13 comentarios en «Huellas de mi padre: un retrato»

  1. Mi querida Nidia gran homenaje a quien eternamente estará en tu memoria
    Un abrazo ý felicitaciones; hoy en el cielo se dibuja una sonrisa de satisfacción y orgullo.

  2. Un relato que sin duda alguna muestra el amor y la gran persona que fue mi abuelo. Por medio de éstas líneas entro a conocerlo un poco más, ya que no tuve la oportunidad de hacerlo. Bendiciones Tía.

  3. Mi querida amiga, podrías seguir escribiendo y recopilando esas bellas y memorables historias de tu amado padre. Adelante con Anecdotario en la vida de Pello Cavadía. Abrazos.

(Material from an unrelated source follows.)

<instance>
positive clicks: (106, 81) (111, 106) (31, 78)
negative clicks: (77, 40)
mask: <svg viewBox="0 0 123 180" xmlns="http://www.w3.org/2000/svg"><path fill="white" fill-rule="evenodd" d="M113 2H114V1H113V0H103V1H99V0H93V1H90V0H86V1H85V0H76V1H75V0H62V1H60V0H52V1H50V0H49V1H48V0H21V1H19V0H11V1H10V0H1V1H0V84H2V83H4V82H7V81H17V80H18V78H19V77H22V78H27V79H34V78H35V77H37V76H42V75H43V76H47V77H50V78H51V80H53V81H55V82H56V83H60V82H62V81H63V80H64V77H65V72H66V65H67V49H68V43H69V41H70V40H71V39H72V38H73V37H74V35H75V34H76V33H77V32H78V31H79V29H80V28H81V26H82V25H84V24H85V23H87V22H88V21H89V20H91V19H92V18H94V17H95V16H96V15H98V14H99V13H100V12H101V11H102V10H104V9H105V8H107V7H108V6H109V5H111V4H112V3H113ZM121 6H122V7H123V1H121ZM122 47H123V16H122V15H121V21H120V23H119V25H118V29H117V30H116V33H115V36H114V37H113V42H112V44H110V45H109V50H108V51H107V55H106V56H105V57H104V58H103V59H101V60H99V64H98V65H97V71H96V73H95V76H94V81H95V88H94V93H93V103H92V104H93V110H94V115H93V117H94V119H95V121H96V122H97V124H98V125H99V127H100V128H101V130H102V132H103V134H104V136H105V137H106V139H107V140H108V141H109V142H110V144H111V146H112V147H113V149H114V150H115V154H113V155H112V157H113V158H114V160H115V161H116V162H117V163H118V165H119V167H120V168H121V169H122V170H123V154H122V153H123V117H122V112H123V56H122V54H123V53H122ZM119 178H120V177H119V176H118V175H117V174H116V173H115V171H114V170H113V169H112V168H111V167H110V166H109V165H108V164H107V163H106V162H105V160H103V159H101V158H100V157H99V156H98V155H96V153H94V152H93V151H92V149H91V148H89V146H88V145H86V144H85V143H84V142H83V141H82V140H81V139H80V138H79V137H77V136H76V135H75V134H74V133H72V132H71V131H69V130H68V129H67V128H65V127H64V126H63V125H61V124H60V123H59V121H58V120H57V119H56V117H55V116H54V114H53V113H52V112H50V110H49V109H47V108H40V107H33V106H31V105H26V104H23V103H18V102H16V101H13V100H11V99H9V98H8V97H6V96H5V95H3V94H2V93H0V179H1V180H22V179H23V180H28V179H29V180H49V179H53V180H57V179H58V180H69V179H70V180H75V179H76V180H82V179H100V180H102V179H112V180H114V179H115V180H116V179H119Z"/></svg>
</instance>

  4. Nidia, muy emotivo tu relato. Se percibe el amor perdido en su forma palpable, porque tu modo de describir a tu padre demuestra que él sigue vivo en la memoria donde nuestros muertos siguen habitando más vivos que muchos vivos a nuestro alrededor.
    Me he sentido como en una confesión entre amigas, donde la una abre su corazón para recordar momentos, personas y números que se niega a olvidar y a los que busca encontrar algún significado más allá de la pura casualidad (creo que es una puerta de escape a la que muchas acudimos para despojarnos del dolor de la incongruencia y de la incomprensión).

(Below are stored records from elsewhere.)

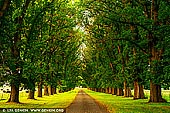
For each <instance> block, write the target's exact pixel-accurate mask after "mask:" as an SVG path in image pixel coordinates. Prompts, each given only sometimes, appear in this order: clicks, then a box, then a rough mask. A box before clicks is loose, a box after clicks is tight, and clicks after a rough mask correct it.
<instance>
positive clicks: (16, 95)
mask: <svg viewBox="0 0 170 113" xmlns="http://www.w3.org/2000/svg"><path fill="white" fill-rule="evenodd" d="M7 102H16V103H19V85H17V84H11V94H10V98H9V99H8V101H7Z"/></svg>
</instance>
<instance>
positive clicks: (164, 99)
mask: <svg viewBox="0 0 170 113" xmlns="http://www.w3.org/2000/svg"><path fill="white" fill-rule="evenodd" d="M149 102H167V101H166V100H165V99H163V98H162V95H161V85H157V84H154V83H153V82H152V80H151V81H150V100H149Z"/></svg>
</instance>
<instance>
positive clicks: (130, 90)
mask: <svg viewBox="0 0 170 113" xmlns="http://www.w3.org/2000/svg"><path fill="white" fill-rule="evenodd" d="M127 92H128V97H132V92H131V89H130V87H128V91H127Z"/></svg>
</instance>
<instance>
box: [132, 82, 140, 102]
mask: <svg viewBox="0 0 170 113" xmlns="http://www.w3.org/2000/svg"><path fill="white" fill-rule="evenodd" d="M138 91H139V88H138V81H137V80H134V96H133V99H138Z"/></svg>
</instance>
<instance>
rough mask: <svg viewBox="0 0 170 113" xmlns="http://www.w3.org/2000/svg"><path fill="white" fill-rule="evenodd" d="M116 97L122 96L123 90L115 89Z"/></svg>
mask: <svg viewBox="0 0 170 113" xmlns="http://www.w3.org/2000/svg"><path fill="white" fill-rule="evenodd" d="M117 96H123V89H122V88H117Z"/></svg>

    Me ha gustado el carácter personal con que has marcado ya el mismo inicio, tu inicial tan aumentada que parece que abraza y cobija las oraciones clave de aquella dolorosa experiencia. Imaginarlo en el regazo de su amada crea tal mezcla de sentimientos que se te rompe el alma a la vez que comprendes que él no habría podido haberse ido de mejor manera. El párrafo en el que le describes tiene tintes poéticos escapando de la realidad objetiva, pero así nos transmites con mucho más detalle la forma y sentido de tu sentimiento. Me encanta la palabra «hebra» que has usado para describir la delicadeza y finura de sus pelos rebeldes que necesitaban la vaselina para subordinarse a la voluntad de su propietario.

    El relato se vuelve mucho más objetivo a medida que vas avanzando, lo cual corrobora la veracidad de tus palabras y emociones y crea en nosotros una conexión con tu padre, como si fuera un viejo amigo de cuya vida ya formamos parte.
    El mensaje que transmites de como una enemistad incomprensible a veces, se puede tornar en amistad fiel y duradera cuando el amor y el perdón actúan al unísono. Ojalá que este mensaje pudiera llegar a más almas humanas…

    Tu madre aparece para abrir y cerrar el relato, aunque en pocas líneas nos dejas claro que la última aparición es solo otra despedida…

    Es un consuelo saber que su semilla ha dejado un fruto abundante en la tierra. Es el único consuelo al que aspiramos realmente todos nosotros, un recuerdo imborrable de nuestra existencia una vez palpable, un amor imperecedero en el corazón de algún ser humano, porque esta es la única manera de conseguir la inmortalidad en este mundo terrenal hecho de cal y arenisca.

    Un saludo cordial

  5. Nidia, tu padre que hombre tan ejemplar. Sin duda ustedes su legado son el reflejo del amor que les heredó. Gracias por compartir tan lindo relato. Un abrazo fuerte para ti desde México ????

  6. Amiga mía se me erizo la piel al leer esta narración tan triste y a la vez llena de un amor incondicional de la familia. La felicito por ese don de expresar tantos sentimientos

  7. Buenas tardes, a todos mis lectores. En verdad que valoro cada uno de sus comentarios al relato y retrato. Lo escribí para una convocatoria de prosa donde no clasifiqué, con sus comentarios sé que valió la pena y solo tengo para ustedes agradecimientos. Dios me los bendiga.